If your a welder-Join the UA and weld on the pipelines/shop fab @ $45 to $65 an hour-36 hour work week-then work on audio on the weekends

United Association Homepage


----------



## Chaos (Oct 27, 2005)

diy.phil said:


> @bmxer13, I just looked up the 2014 salary guide book that somebody gave me and a welder in Omaha or Lincoln is already about $20 an hour average. This is already more than most other assembly/manufacturing/logistics jobs. Anything higher you'll have to be a supervisor or technician. There will be other good paying stuff like nursing/medical or paralegal assistant but it's not in this manufacturing/logistics copy/book.
> 
> Anyways money is not important - *always pick something that you enjoy or love to do and the days will go by faster and happier! * But they don't have a book for happiness level since it's difficult to quantify it lol (different people will have different feelings for the same exact job). So, pick the job or field that you like and go from there.
> 
> Sometimes there is nothing we can plan ... it just happens because it is going to happen... and there you are in a particular field .. you will do well, you will succeed, and can sustain or flourish in it for years/decades just the same well. Best wishes to you!


This is a sound principle, and it is even true to an extent. Beware - that sort of thinking is what got me into this mess. No matter what you think you know about 12v, if you were just a hobbyist before I can promise you that the learning curve is extremely steep, and can be incredibly expensive. As I said, I was already a fabricator and I have a whole garage full of typical tools at home yet I still must have spent at least $1k on specialty tools necessary for installing daily that was not subsidized in any way by the shop.

In all fairness, you might have a different experience and it isn't completely awful or nobody would do it. Speaking from personal experience as well as talking with installers across the country , I can tell you that most install bays offer a laid back atmosphere and ample opportunities to entertain ourselves when business is slow. Discipline and structure are not concepts that apply much in the install bay, and if you don't mind the downsides too much then it does have its good days. Those are just few and far between, so as long as your expectations aren't too high then there are worse ways to make a few bucks.


----------



## thehatedguy (May 4, 2007)

I hate to sound jaded, but I am.

You are thinking about leaving a skilled trade for something that is very fickle and little to no benefits other than a place to work on your own car and discounts on gear. I know a lot of installers, and a lot of great installers, but very few are making the kind of money you as a welder are able to make. I know it isn't all about the money, but once you have a family and children, money gets to be pretty important. And the longevity of you working for not a lot of money or gratitude has to be factored in if you have a family. You can make money installing and have a good life...but it is going to take a long time to get there.

Don't let my sour grapes dissuade you.
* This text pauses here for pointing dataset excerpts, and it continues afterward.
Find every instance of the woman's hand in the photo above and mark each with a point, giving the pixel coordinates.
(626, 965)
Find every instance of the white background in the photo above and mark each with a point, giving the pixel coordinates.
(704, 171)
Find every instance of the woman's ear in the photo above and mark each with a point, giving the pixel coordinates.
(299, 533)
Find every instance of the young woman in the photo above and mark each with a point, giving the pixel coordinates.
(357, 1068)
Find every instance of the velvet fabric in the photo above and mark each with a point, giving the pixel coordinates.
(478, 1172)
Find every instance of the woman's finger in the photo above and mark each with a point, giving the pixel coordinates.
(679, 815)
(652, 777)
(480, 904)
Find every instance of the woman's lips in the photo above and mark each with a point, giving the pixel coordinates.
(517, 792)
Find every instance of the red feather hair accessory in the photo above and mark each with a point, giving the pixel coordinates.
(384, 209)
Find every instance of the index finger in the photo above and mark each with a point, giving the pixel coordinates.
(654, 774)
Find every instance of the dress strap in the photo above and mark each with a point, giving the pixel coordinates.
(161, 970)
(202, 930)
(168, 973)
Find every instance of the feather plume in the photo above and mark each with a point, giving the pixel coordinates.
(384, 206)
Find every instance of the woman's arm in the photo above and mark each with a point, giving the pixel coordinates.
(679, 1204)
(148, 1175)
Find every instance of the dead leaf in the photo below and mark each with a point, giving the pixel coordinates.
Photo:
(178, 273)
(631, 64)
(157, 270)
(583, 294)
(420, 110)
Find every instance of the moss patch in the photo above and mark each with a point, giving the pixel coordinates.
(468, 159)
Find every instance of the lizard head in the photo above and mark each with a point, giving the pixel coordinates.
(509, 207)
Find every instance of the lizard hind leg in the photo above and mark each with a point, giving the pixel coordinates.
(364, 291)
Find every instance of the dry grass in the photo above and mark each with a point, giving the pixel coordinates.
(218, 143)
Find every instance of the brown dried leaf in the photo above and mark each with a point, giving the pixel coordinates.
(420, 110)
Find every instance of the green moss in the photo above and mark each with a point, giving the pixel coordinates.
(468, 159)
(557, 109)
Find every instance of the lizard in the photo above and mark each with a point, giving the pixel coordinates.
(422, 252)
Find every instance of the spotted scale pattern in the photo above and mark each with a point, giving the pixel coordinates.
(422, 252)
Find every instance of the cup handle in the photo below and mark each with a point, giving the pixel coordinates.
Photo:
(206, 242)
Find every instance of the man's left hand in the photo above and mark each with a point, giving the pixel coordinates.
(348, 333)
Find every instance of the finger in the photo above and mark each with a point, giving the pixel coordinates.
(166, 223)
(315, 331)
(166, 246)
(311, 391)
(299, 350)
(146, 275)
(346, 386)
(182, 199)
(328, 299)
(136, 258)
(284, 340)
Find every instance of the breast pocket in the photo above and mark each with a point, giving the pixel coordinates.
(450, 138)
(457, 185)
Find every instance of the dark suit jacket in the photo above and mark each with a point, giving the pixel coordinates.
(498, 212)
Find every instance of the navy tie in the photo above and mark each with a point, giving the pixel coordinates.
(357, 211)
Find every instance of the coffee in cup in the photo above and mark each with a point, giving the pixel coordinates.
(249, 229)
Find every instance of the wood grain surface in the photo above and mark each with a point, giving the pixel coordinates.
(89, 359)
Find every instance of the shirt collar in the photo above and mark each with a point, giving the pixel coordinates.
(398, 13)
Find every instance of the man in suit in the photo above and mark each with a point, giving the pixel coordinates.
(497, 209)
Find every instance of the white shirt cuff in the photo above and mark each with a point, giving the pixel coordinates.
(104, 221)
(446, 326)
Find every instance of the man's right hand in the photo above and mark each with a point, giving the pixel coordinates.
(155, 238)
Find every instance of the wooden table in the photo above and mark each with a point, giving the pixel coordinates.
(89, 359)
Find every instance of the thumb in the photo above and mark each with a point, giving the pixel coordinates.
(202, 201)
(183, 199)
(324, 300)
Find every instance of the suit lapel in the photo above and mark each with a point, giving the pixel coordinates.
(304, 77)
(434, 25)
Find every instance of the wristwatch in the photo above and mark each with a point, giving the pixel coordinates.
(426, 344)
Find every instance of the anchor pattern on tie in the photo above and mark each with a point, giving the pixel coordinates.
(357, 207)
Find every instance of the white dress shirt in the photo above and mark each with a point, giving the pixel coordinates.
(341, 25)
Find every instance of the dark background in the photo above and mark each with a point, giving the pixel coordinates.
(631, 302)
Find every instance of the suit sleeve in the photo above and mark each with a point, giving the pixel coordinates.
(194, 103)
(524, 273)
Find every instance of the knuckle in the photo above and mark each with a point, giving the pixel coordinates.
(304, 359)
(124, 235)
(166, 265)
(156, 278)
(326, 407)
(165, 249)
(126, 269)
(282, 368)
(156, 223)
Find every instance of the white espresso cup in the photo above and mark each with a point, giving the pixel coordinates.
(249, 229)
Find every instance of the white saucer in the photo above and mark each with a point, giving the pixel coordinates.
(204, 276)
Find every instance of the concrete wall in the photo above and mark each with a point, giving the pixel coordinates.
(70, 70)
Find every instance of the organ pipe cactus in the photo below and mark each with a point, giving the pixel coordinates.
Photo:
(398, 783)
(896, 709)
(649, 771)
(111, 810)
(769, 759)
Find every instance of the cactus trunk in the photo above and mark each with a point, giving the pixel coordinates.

But I want you to know before you make the decision what you can expect as a rookie working retail.

There will be the cars where the customer wants an amp installed and the trunk is literally filled with old food, clothes, and soiled clothes. There will be the salesman who wants to charge $5 to hardwire a radar detector. There will be the power locks that cost $75 to install, heated seats, cruise controls, power window kits, adding extra tweeters for $15 though it is as much labor as a deck or amp install...

The cool stuff you see on here is few and far between (around here).

But you never know, you could be the next Chris Yato or Gary Biggs or Steve Brown or Brian Schmitt.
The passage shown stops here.